26 Mart 2014 Çarşamba

‘Yaban’ mıyız ‘yamyam’ mıyız?

Levi-Stauss’un kendi kültürü ve toplumundaki adetlerden felsefi tartışmalara, mitik düşünce, örf ve adetlerden gündelik alışkanlıklara değindiği yazılarının bir toplamı Hepimiz Yamyamız.

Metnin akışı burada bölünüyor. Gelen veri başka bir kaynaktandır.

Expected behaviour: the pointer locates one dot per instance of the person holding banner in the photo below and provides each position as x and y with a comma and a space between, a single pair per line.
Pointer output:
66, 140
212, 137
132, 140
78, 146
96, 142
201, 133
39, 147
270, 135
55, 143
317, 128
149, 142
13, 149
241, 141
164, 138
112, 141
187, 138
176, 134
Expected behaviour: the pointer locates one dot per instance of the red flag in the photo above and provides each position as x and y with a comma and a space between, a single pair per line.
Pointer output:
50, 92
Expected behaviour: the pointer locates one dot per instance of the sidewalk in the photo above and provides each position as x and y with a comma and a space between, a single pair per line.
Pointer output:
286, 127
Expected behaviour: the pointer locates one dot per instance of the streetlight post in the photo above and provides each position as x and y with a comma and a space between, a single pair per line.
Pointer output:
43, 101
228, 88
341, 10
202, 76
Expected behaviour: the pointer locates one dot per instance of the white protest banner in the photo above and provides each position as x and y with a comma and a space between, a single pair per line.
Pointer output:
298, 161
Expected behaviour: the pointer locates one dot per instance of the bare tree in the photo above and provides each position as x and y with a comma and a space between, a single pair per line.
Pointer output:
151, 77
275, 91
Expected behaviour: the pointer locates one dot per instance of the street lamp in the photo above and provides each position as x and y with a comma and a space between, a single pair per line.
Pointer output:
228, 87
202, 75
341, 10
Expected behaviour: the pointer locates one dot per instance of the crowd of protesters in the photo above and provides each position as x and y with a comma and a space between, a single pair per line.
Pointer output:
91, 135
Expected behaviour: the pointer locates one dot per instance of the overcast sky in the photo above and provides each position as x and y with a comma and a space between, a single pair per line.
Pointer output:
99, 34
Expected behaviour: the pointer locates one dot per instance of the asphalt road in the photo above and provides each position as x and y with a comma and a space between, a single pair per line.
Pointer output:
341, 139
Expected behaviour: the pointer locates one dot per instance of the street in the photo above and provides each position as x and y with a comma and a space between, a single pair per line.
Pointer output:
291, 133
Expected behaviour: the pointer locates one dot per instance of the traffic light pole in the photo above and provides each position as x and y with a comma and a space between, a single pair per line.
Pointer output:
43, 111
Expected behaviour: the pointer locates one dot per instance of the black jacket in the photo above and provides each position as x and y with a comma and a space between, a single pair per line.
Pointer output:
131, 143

İsmi yapısalcılıkla ve antropolojide gerçekleştirdiği büyük devrimle anılan bir antropolog Claude Lévi-Strauss. Yaban Düşünce, Hüzünlü Dönenceler gibi kitaplarıyla öteden beri yakından tanınan düşünürün fikirlerinin temelini Ferdinand de Saussure’un modeli oluşturur. Saussure yapısal analizi, “ezeli evrensel insan gerçeklerinin” keşfedilmesinde bir yöntem olarak sunmaktadır. Saussure ‘dil’i bir yapı olarak ele almakla, yani dili kendi iç öğelerinin işleyişi bakımdan değerlendirmekle bu yöntemi geliştirmiştir. Levi-Strauss içinse, özellikle, evrensel insan gerçeklikleri, insan olma niteliği sayesinde bütün insanlar tarafından paylaşılır ve yapının her düzeyinde gözlemlenebilir. Levi-Strauss, kültürel alanı Saussure’ün yöntemiyle değerlendirmeye girişir. Tıpkı, bir göstergeler sistemi gibi ele alır kültür olgusunu. Peki, Claude Lévi-Strauss gibi “uzaktan bakma”yı tercih ettiğini açıklamış bir antropolog günlük bir gazeteye yazı yazacak olsaydı ortaya nasıl bir toplam çıkar? “Hepimiz Yamyamız” bu soruya verilmiş güzel bir cevap olarak duruyor elimizde. Kitap, Lévi-Strauss’un 1989-2000 yılları arasında İtalyan La Repubblica gazetesine yazdığı yazılardan oluşuyor. Yeri geldiğinde “deli dana” hastalığı veya Lady Diana’nın ölümü gibi güncel konulardan hareket eden bu yazılarda, bir yandan antropolojinin ana temaları ele alınıyor, bir yandan da modernliğin getirdiği “yeni” sorunlara daha geniş bir perspektiften bakılıyor. Lévi-Strauss’un duru bir dille kaleme aldığı konular arasında ilerleme ve ilkellik, mitik düşünce ve ensest yasağı üzerine görüşler, aile ve akrabalık ilişkileri, toplu yaşamın kökeni ve kadın cinselliği hakkındaki biyolojik spekülasyonlar üzerine eleştirel notlar, Noel kutlamalarının yaygınlaşmasının nedenleri veya yamyamlığın Batı’ya ait bir fantezi olup olmadığı gibi sorular, Poussin’in bir tablosu ile Amerika yerlilerinin mitosları arasındaki tematik ilişki yer alıyor.
Köşe yazarı filozof
Kitaba önsöz yazan Maurice Olender’e göre Lévi-Strauss her alışkanlığın, her inancın ya da örfün, “ne kadar acayip, sarsıcı, hatta başkaldırtıcı görünürse görünsün”, kendi bağlamı içinde açıklanabildiğini ileri sürüyor. 1992’de, Montaigne’in ölümünün 400. yılı vesilesiyle, antropologumuz, halen güncelliğini korumakta olan bir felsefi tartışmayı yeniden başlatıyor: “Bir yanda, tarihteki bütün toplumları eleştiriye tabi kılan ve rasyonel bir toplum ütopyası besleyen bir Aydınlanma felsefesi. Diğer yanda, bir kültürün farklı kültürleri yargılama hakkını kendinde görebilmesini sağlayacak her türlü mutlak kıstası reddeden rölativizm. Montaigne’den beri ve onu örnek alarak, bu çelişkiye bir çıkış aranmış durulmuştur.”